Alguns habitantes tentam resistir. Constroem barreiras improvisadas, plantam vegetação costeira, ajustam práticas agrícolas. Outros aceitam a inevitabilidade da mudança e mudam-se também. Em ambos os casos, não se trata de desistência ou heroísmo. Trata-se de gestão quotidiana — lidar com o que há, enquanto ainda há.

Do ponto de vista legal, o mundo ainda não está preparado. A categoria de refugiado climático continua sem reconhecimento formal. Muitos dos que saem fazem-no sem garantias, sem estatuto. Não fogem de guerra nem de perseguição — apenas de uma maré demasiado alta, de uma fonte de água que já não é potável, de um campo que deixou de dar milho.

A maioria destas histórias não chega às notícias. Isto porque não há sirenes, nem evacuações em massa. Há sim casas que deixam de ser reparadas, crianças que passam a viver com familiares noutras ilhas, administrações locais que debatem onde investir num território com data incerta.

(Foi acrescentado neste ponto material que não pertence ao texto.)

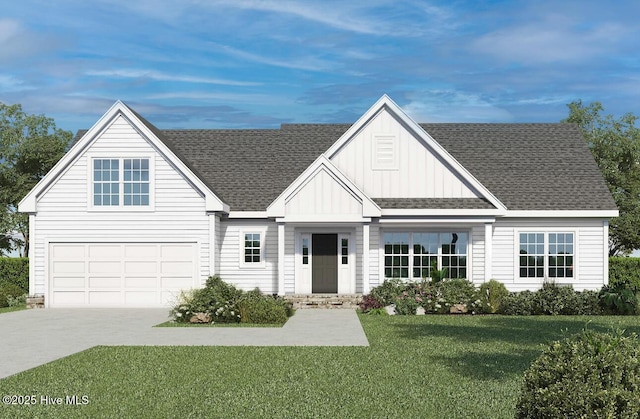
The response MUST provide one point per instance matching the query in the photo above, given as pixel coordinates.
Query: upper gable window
(121, 182)
(385, 152)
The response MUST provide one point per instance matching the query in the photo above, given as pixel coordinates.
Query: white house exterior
(131, 214)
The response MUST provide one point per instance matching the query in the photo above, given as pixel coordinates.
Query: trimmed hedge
(15, 271)
(590, 375)
(624, 272)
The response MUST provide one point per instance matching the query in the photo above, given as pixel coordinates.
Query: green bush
(225, 303)
(590, 375)
(619, 300)
(8, 293)
(255, 307)
(625, 272)
(388, 291)
(518, 303)
(15, 271)
(491, 295)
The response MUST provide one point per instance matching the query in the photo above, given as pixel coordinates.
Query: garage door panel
(120, 274)
(69, 282)
(141, 251)
(105, 298)
(104, 282)
(133, 282)
(176, 282)
(74, 298)
(67, 252)
(105, 251)
(105, 267)
(68, 267)
(141, 298)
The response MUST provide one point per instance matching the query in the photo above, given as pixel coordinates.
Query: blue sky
(238, 64)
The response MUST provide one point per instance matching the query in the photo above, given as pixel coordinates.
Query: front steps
(324, 300)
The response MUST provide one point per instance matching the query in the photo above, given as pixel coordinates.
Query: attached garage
(120, 274)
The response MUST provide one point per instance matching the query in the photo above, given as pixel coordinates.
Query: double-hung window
(413, 255)
(121, 182)
(546, 255)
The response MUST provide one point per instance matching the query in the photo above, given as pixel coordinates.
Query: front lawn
(416, 366)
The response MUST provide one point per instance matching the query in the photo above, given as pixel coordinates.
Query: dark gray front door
(324, 250)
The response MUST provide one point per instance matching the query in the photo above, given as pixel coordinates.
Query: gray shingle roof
(526, 166)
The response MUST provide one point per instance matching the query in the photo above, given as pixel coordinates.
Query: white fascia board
(419, 212)
(442, 220)
(563, 214)
(248, 214)
(212, 202)
(28, 203)
(277, 207)
(386, 102)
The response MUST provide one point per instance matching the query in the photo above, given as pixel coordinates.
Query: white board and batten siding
(249, 276)
(176, 219)
(590, 243)
(385, 160)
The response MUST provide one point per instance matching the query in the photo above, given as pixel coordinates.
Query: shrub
(588, 375)
(388, 291)
(491, 295)
(255, 307)
(8, 294)
(225, 303)
(518, 303)
(619, 300)
(15, 271)
(624, 272)
(369, 302)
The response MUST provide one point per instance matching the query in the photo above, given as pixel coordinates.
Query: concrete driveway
(30, 338)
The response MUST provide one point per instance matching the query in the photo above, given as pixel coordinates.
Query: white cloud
(452, 106)
(160, 76)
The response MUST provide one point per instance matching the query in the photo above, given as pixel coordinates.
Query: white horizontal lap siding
(247, 277)
(374, 256)
(64, 215)
(418, 173)
(477, 256)
(589, 250)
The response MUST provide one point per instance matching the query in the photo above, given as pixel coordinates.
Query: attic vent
(385, 152)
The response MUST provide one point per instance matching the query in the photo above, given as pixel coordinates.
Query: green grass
(416, 366)
(171, 323)
(10, 309)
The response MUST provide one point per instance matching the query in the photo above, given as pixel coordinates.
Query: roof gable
(388, 155)
(147, 131)
(322, 193)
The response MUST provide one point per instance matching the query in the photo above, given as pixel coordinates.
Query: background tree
(29, 147)
(615, 144)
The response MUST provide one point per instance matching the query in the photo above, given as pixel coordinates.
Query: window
(546, 255)
(106, 184)
(344, 251)
(417, 253)
(305, 251)
(396, 255)
(121, 182)
(252, 253)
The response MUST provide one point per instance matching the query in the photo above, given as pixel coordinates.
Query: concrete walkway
(30, 338)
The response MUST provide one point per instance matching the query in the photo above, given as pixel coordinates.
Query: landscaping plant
(589, 375)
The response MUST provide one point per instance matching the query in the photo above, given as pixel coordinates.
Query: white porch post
(365, 259)
(488, 251)
(213, 242)
(281, 239)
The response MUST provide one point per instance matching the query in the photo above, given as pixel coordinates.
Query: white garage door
(120, 274)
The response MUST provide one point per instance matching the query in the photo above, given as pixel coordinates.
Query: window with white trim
(121, 182)
(416, 253)
(546, 255)
(252, 248)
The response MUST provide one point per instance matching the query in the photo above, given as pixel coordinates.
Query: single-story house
(133, 214)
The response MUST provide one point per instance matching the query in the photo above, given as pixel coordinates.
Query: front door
(324, 250)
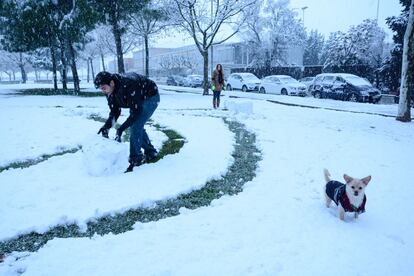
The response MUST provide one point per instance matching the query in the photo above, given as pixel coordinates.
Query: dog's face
(356, 187)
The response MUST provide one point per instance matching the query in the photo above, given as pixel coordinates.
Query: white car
(243, 81)
(282, 84)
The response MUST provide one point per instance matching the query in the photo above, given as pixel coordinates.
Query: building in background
(188, 60)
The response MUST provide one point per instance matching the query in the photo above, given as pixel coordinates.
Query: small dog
(349, 197)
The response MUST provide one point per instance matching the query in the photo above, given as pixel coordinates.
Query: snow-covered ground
(278, 225)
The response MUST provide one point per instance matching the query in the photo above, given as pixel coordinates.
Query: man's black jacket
(131, 89)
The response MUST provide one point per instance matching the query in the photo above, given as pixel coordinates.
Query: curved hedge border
(246, 157)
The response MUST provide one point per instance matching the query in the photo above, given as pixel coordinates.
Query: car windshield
(288, 80)
(250, 77)
(196, 77)
(357, 81)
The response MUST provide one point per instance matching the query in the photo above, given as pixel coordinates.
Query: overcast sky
(338, 15)
(326, 16)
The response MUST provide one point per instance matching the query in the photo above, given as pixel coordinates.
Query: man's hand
(104, 132)
(118, 136)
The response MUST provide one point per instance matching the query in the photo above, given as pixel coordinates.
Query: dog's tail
(327, 175)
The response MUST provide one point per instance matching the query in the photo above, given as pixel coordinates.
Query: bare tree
(407, 78)
(203, 19)
(15, 60)
(7, 65)
(148, 22)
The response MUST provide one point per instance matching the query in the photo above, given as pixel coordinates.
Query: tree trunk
(407, 69)
(87, 70)
(64, 64)
(22, 70)
(92, 70)
(103, 61)
(205, 70)
(118, 43)
(146, 55)
(54, 66)
(74, 69)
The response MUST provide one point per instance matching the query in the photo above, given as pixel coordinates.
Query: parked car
(195, 80)
(307, 81)
(244, 81)
(282, 84)
(175, 80)
(346, 87)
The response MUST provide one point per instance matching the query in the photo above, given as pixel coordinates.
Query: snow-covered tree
(148, 22)
(313, 48)
(116, 13)
(391, 67)
(407, 70)
(202, 20)
(270, 30)
(361, 45)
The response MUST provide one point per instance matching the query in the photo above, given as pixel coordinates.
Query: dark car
(175, 80)
(195, 80)
(345, 87)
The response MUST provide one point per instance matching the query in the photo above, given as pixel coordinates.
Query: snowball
(103, 157)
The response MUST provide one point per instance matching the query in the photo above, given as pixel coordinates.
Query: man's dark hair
(103, 78)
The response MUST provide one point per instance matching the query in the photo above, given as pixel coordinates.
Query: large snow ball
(239, 107)
(102, 157)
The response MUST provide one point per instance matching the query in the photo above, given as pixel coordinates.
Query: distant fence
(9, 82)
(299, 72)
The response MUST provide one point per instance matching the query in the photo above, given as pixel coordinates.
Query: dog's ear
(347, 178)
(366, 180)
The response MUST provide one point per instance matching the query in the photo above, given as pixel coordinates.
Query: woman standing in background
(218, 84)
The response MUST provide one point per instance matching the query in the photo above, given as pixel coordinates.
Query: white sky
(326, 16)
(338, 15)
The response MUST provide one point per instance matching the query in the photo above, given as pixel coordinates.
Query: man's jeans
(139, 137)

Para quem viaja, esta realidade exige contenção e atenção. Alguns destes lugares continuam a receber visitantes — mas há um desequilíbrio evidente entre a mobilidade de quem vem por uns dias e a instabilidade de quem ali vive. O turismo pode ser uma fonte importante de rendimento, mas também um fator de pressão. Convém perguntar: o que procuramos nestes lugares? E o que estamos dispostos a ouvir?

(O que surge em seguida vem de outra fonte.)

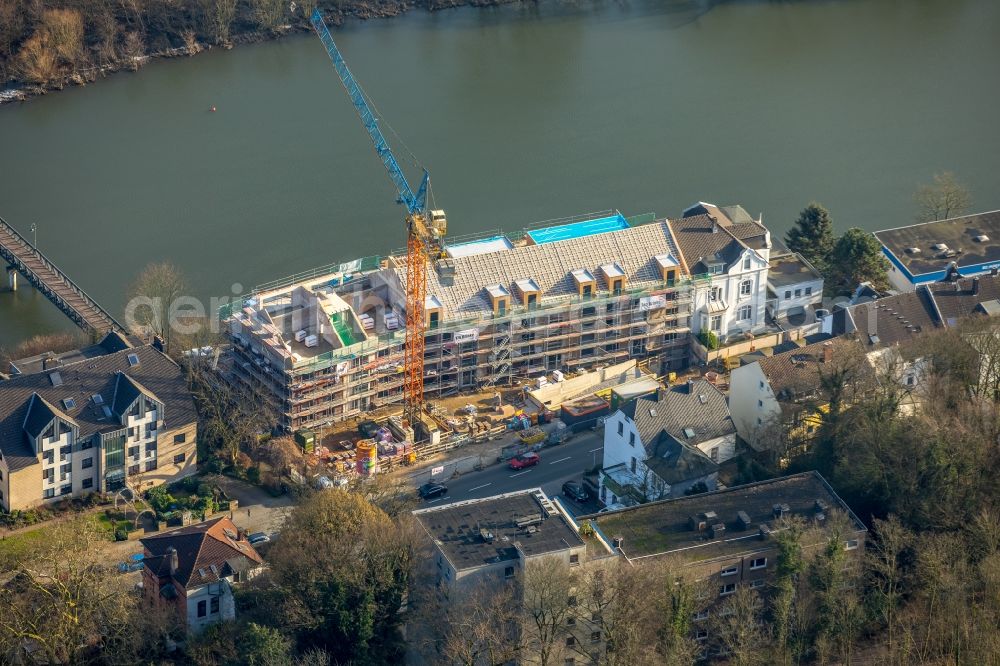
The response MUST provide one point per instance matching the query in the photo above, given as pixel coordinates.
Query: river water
(522, 114)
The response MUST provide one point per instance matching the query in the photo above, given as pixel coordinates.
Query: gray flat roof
(456, 529)
(661, 528)
(959, 234)
(791, 269)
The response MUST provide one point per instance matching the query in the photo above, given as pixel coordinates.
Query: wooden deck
(46, 277)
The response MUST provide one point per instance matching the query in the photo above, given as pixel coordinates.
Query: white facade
(752, 403)
(733, 300)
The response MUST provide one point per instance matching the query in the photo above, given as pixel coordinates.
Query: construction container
(366, 456)
(583, 413)
(306, 439)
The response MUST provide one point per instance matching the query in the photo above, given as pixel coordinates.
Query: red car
(524, 460)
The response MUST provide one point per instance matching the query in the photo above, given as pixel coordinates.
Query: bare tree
(945, 198)
(738, 626)
(156, 288)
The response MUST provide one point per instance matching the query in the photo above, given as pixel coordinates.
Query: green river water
(522, 113)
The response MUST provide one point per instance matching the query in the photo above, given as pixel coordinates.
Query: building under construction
(499, 310)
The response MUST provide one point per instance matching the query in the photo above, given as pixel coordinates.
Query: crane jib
(415, 203)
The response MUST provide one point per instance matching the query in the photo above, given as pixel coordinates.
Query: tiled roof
(155, 372)
(550, 265)
(702, 410)
(797, 371)
(702, 239)
(675, 462)
(203, 552)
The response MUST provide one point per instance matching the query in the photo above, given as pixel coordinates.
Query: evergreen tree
(856, 258)
(812, 236)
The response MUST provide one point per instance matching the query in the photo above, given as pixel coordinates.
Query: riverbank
(22, 91)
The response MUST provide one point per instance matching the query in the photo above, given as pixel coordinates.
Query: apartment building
(499, 311)
(924, 253)
(733, 249)
(88, 420)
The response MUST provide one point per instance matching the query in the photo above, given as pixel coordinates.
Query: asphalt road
(561, 463)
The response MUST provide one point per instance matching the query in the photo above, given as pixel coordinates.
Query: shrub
(709, 339)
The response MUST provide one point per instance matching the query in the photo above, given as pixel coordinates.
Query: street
(560, 463)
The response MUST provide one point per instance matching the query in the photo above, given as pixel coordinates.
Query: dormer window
(668, 267)
(615, 277)
(499, 299)
(586, 284)
(432, 311)
(530, 292)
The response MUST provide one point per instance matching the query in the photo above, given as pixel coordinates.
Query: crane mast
(423, 235)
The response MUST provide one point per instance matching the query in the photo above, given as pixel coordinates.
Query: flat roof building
(493, 538)
(922, 253)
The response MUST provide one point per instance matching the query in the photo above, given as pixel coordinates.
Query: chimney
(172, 554)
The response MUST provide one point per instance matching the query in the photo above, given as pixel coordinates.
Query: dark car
(431, 490)
(367, 429)
(524, 460)
(575, 491)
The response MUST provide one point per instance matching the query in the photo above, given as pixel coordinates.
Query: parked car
(430, 490)
(575, 492)
(525, 460)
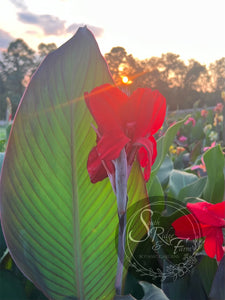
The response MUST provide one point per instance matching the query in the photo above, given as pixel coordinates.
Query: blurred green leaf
(165, 170)
(178, 180)
(152, 292)
(2, 155)
(154, 187)
(214, 188)
(207, 270)
(193, 189)
(164, 143)
(218, 287)
(124, 297)
(11, 287)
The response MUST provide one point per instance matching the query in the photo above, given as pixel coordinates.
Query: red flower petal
(203, 211)
(95, 168)
(214, 244)
(147, 108)
(218, 209)
(105, 104)
(187, 227)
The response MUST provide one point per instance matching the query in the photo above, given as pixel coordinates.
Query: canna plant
(58, 226)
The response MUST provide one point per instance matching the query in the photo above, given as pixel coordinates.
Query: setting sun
(125, 79)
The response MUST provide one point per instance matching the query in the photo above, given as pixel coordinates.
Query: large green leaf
(60, 228)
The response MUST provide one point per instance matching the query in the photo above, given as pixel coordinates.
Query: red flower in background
(124, 122)
(210, 219)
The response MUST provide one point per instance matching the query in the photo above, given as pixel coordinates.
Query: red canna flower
(210, 219)
(124, 122)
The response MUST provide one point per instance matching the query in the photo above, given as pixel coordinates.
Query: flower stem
(121, 195)
(121, 251)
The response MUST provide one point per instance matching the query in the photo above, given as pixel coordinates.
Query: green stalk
(121, 196)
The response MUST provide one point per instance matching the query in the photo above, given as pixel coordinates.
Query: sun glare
(125, 79)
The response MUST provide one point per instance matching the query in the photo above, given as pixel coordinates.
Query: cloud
(97, 31)
(5, 39)
(50, 25)
(19, 4)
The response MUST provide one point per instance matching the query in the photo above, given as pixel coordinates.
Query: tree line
(182, 84)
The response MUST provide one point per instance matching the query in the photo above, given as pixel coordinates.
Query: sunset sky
(145, 28)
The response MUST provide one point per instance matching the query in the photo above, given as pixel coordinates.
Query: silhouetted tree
(217, 71)
(18, 61)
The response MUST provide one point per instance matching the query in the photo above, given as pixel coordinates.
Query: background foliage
(182, 84)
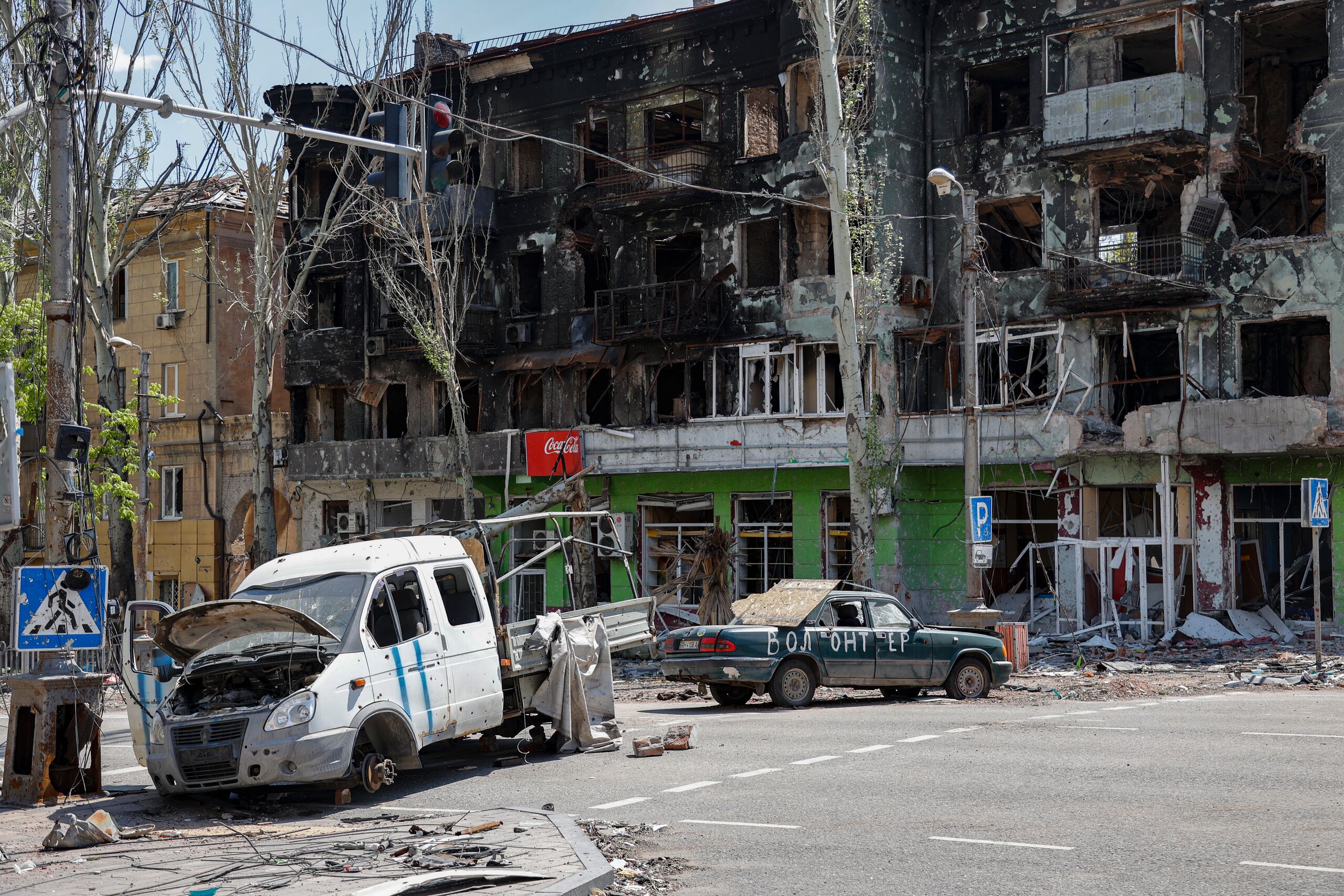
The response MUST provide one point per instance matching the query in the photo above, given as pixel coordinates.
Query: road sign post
(1316, 513)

Nem todas as ilhas vão desaparecer. Algumas conseguirão adaptar-se, reforçar a costa, reorientar as suas economias. Outras, possivelmente, não. E nessa transição, talvez o mais importante seja registar — com precisão, com respeito — o que está a acontecer.

Porque há lugares onde o chão recua. Mas enquanto houver gente que permanece, há ainda histórias por contar.